Which groups $H$ act transitively on a noncompact symmetric space $G/K$?

Question

All Lie groups here are assumed to be real. Let $M=G/K$ be a symmetric space of noncompact type and $H \subset G$. $H$ acts on $G/K$ by left-multiplication. If $H$ is a parabolic subgroup, then $H$ acts transitively on $M$.

Question: If $H$ acts transitively on $M$, is $H$ parabolic in $G$?

It is known that any proper subgroup $H \subset G$ is contained in a maximal reductive subgroup of $G$ or a maximal parabolic subgroup of $G$. All parabolic subgroups of $G$ act transitively on $M$. Reductive subgroups never act transitively on $M$, so their subgroups also do not act transitively.

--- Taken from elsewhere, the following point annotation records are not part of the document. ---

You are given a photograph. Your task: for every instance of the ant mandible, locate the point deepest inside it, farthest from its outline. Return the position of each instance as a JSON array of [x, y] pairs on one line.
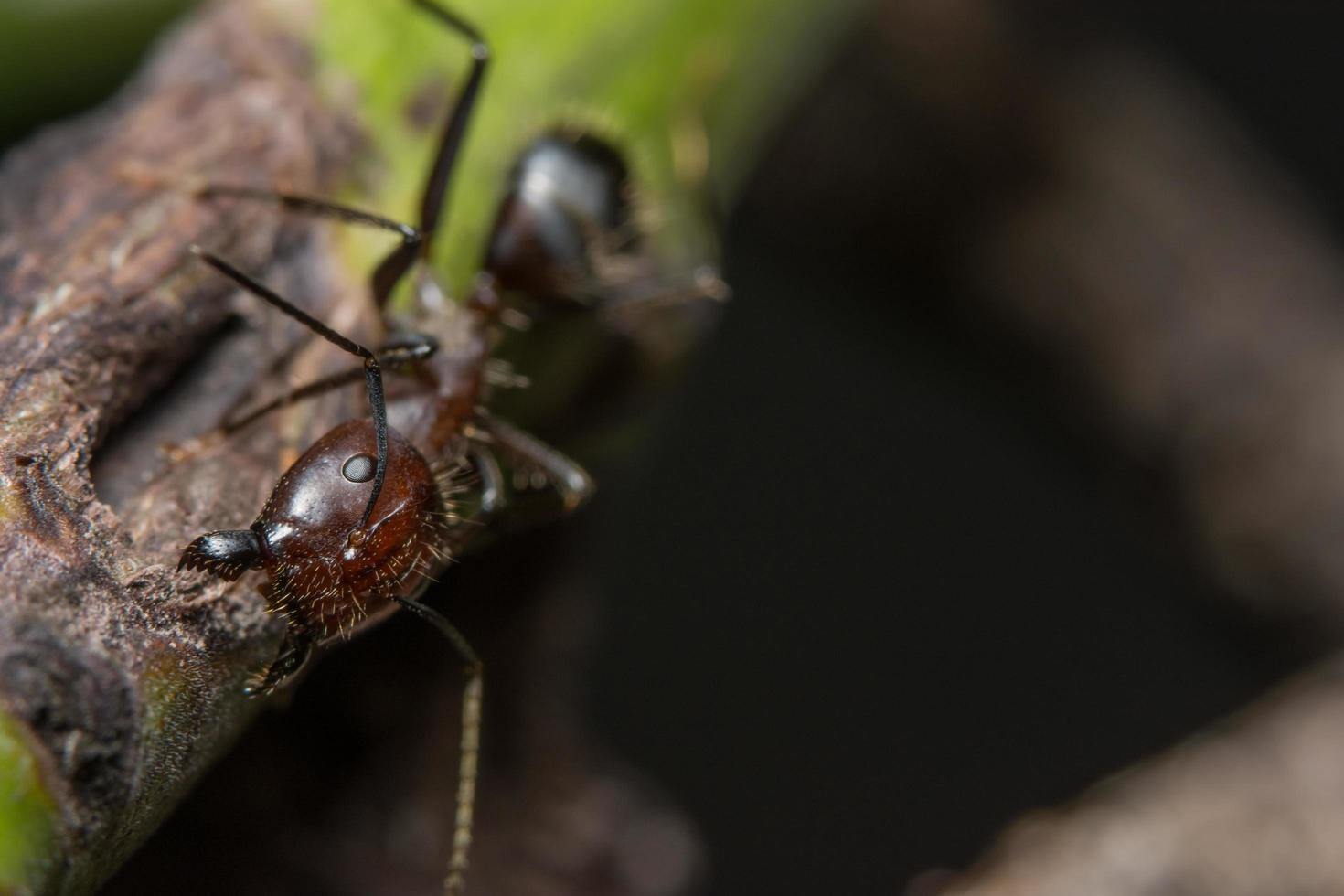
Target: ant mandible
[[368, 507]]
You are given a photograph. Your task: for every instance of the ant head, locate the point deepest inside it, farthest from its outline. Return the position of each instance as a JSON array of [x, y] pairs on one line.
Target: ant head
[[566, 192], [308, 536], [311, 527]]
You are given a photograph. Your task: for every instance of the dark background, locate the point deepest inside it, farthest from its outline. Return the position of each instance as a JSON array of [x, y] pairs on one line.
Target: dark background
[[877, 584]]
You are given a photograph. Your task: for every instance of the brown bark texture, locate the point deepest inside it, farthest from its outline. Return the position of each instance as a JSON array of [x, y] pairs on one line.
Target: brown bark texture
[[1106, 209]]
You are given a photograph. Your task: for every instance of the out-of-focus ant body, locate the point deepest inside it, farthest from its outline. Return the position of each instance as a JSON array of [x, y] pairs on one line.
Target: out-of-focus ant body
[[359, 520]]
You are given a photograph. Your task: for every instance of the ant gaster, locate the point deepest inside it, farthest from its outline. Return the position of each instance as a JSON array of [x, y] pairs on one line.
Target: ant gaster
[[354, 520]]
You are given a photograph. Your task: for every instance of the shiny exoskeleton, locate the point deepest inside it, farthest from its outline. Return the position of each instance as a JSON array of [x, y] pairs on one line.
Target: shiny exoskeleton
[[357, 520]]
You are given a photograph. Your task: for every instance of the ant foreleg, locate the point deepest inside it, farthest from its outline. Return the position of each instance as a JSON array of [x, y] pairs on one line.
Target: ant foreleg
[[372, 372], [395, 354], [471, 744], [392, 268], [571, 480], [293, 653]]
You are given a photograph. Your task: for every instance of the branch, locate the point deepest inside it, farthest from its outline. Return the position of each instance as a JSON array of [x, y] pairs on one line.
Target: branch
[[119, 681]]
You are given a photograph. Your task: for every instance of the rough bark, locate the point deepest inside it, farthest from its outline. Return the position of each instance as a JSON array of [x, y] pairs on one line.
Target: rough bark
[[120, 681], [120, 676]]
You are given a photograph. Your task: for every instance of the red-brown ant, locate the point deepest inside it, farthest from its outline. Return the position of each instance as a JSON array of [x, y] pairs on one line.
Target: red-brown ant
[[357, 517]]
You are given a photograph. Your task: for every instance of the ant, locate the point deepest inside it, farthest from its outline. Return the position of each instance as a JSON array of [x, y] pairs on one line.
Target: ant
[[355, 526]]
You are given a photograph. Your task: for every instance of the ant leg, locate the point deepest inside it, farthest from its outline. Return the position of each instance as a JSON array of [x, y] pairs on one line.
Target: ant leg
[[372, 372], [471, 746], [571, 480], [382, 281], [293, 653], [392, 268], [395, 354], [492, 480]]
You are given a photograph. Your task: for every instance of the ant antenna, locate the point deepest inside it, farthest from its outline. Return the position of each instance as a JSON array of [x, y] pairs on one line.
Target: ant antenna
[[471, 746], [372, 372]]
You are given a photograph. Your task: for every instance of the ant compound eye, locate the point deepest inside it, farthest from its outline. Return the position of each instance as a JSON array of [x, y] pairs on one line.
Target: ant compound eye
[[359, 468]]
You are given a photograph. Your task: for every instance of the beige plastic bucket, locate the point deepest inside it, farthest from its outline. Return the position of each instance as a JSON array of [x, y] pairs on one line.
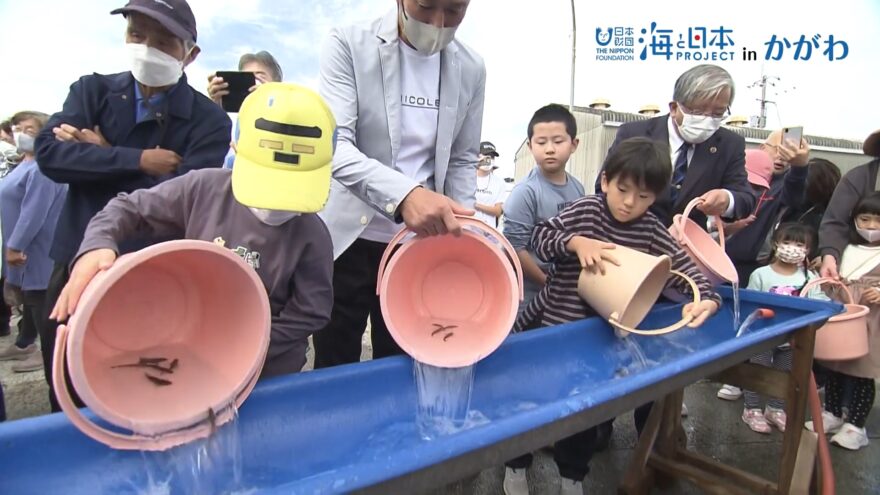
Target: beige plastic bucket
[[625, 294]]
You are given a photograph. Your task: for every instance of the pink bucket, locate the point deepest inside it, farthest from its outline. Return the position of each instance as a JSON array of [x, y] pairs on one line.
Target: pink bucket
[[450, 301], [708, 255], [844, 336], [163, 343]]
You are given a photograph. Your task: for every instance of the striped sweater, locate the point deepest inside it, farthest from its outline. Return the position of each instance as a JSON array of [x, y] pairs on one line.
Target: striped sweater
[[589, 217]]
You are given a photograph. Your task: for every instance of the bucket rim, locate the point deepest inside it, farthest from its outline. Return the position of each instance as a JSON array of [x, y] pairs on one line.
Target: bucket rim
[[109, 278], [460, 360]]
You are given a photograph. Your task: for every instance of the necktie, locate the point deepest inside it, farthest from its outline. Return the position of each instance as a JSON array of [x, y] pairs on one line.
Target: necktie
[[679, 171]]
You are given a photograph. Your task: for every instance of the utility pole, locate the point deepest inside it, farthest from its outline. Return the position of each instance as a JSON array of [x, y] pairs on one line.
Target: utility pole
[[573, 50], [763, 83]]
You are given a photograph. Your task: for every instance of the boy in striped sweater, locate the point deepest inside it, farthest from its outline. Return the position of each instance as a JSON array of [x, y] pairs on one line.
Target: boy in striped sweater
[[583, 237]]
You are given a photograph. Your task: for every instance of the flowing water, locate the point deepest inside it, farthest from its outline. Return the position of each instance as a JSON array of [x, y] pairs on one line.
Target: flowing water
[[210, 465], [444, 397], [748, 323], [638, 361]]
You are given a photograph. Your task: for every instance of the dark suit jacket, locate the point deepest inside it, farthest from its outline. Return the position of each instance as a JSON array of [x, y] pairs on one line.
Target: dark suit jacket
[[718, 163]]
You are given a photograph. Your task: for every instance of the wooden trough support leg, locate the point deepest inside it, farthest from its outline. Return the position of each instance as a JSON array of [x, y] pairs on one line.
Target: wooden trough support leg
[[639, 478], [661, 451], [796, 466], [663, 432]]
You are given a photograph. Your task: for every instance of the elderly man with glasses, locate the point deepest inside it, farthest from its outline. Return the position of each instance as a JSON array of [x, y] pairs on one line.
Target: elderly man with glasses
[[708, 160]]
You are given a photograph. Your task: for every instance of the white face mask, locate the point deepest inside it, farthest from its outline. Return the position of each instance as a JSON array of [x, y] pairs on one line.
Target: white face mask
[[152, 67], [870, 235], [9, 154], [791, 253], [273, 217], [695, 129], [426, 38], [24, 142]]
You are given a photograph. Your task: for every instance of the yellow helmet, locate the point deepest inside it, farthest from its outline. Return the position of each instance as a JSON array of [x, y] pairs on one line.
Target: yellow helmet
[[284, 156]]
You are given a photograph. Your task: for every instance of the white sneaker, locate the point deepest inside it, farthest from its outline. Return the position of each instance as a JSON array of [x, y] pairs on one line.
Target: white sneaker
[[851, 437], [830, 423], [515, 482], [571, 487], [729, 392], [775, 417]]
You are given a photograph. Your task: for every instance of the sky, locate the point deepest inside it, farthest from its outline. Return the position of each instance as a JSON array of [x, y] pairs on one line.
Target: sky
[[526, 46]]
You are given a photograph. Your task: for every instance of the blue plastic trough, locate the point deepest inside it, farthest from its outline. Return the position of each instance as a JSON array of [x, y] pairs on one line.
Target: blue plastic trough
[[352, 427]]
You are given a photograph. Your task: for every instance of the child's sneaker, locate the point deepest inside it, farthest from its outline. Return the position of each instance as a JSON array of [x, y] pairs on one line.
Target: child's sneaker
[[729, 392], [851, 437], [515, 482], [775, 417], [571, 487], [756, 421], [830, 423]]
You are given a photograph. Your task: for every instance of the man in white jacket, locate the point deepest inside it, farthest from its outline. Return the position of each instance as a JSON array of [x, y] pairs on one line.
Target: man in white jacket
[[408, 101]]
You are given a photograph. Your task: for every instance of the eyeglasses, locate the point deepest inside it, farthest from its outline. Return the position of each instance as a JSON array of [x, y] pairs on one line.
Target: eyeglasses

That said, can there be a subgroup of a maximal parabolic which is not parabolic itself, but still acts transitively on $G/K$? I suspect the answer is yes but couldn't come up with an example.

Answer 1

The answer to the question is: No. There exist groups acting transitively on $G/K$ that are not parabolic. As an example take a space $G/K$ with $$\mathfrak{k}_0 := \{ X \in \mathfrak{k} : [X,\mathfrak{a}]=0 \} \neq \{ 0\},$$ for example $G=SO^0_{r,r+n}$, $K=SO_r SO_{r+n}$ with $r \geq 2$, $n \geq 2$. (This has $\mathfrak{k}_0=\mathfrak{so}_n$ as listed in Berndt, Console, Olmos: Submanifolds and Holonomy, p. 339) Then the minimal parabolic of $\mathfrak{g}$ is $\mathfrak{q}=\mathfrak{k}_0 \oplus \mathfrak{a} \oplus \mathfrak{n}$ with corresponding Lie group $Q$. $AN$ acts transitively on $M$ but is not parabolic, as it does not contain a copy of the minimal parabolic.

Moreover: It seems that all groups acting transitively on $M$ are given as the connected subgroup with Lie algebra $\hat{\mathfrak{k}} \oplus \mathfrak{a} \oplus \mathfrak{n}$ where $\hat{\mathfrak{k}}$ is any subalgebra of $\mathfrak{k}$. I heard this fact but don't know of a proof.